This has been demonstrated by the growing discovery of “Transition Closets,” where schools offer students the opportunity to change into opposite-sex clothing once out of the watchful eye of their parents. The entire system seems to be designed to hide children from their parents and teach them to rely on teachers or other administrators for protection and validation.
The motivation behind all of this can be seen in my own generation’s experience with coming out in the late ’90s and how we felt isolated, abandoned, and stigmatized, often by the adults who were supposed to be teaching us about life. We grew up to become teachers ourselves or professors educating a new generation of teachers, and we wanted to make sure students never experienced that again.
The problem that manifests is the teachers behave as activists rather than educators, seeing their defiance of school policy, parental requests, and even the law as a righteous battle for the greater good. Either arrogantly entitled or defiant, activist teachers seem to believe they have free reign in the classroom.
Casey Scott, for example, argued she was not made aware of any restrictions on topics of discussion with the students, saying, “Not once did anyone from my administration ever explain to me any topic that I was not to allow or discuss … as a first-year art teacher in a reinstated class with zero art teaching experience it is reasonable to expect … a mentor to help oversee and give me guidance but, none was offered?”
But why would she think it would possibly be appropriate to discuss complex ideas of sexuality and gender identity with students aged 13 and under? The pictures drawn by the students were of pride flags, which Scott took a picture of for the news. These photos show a lesbian pride flag, an asexual pride flag, a genderfluid flag, and a rainbow flag, among upwards of 10 crumpled pieces of paper. She herself boasted of going into details of what being pansexual meant for her as an educational exercise.
In the San Francisco school Zoom discussion, a teacher argued, “in my school district, LGBTQ+ students have a bill of rights — and the fourth one is that they have the right to be referred to by their gender pronouns and a name that fits their gender identity.” She went on to brag that when a parent complained about the policy, the school responded saying, “No, sorry. Like, our district-wide rule is that the student determines that, not you.”
When Activism Overruns Curriculum
Teachers and many school administrators have lost sight of their fundamental purpose and their obligation to parents. There was no reason for a teacher to explain that she is pansexual and what that means for her. There is no reason for a teacher to “come out” as though he is a teenager, in order to gain approval and validation from students.
Students are being taught to explicitly lie to their parents, with full school administrative support. Non-LGBT students also feel the impact of this, as they are made to feel excluded from these special activities.

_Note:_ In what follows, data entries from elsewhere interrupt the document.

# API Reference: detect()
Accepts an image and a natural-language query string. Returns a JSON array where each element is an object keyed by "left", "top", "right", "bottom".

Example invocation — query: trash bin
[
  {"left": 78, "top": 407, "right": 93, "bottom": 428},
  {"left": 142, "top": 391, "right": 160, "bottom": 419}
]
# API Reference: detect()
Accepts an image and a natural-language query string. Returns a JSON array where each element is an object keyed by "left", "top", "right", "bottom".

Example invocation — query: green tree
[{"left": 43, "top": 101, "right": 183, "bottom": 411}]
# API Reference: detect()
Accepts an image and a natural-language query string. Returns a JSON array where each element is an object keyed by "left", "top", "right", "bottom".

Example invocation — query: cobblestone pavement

Think for a moment of the situation in which the teacher allegedly encouraged her students to draw pride flags. There are hundreds of flag variations representing the full extent of gender and sexuality, except for 95 percent of the population who are heterosexual and accept their physical sex as fact. Imagine being a middle school student with a teacher who announces she is queer and begins encouraging queer classmates to draw pictures of how special and celebrated they are. Imagine the pressure they must feel to find something, anything, to fit in and be a part of the activity.
Sadly, LGBT organizations support the efforts of these teacher activists and the overwhelming message that all students should explore their potential sexuality and gender identity. GLAAD, for example, explicitly encourages teachers to change their language, ask their students for pronouns, provide LGBT resource materials and openly defend student identities.
The answer to all of this is more transparency for parents and for those parents to be active in their children’s schools. There is no justification for keeping school projects, discussions, or curricula from parents. Parental rights, especially in education, must continue to be a top priority for Republican leaders. The more examples like this that are discovered, the more active we all must become in ensuring children are learning appropriately in school rather than being indoctrinated by left-wing ideologies.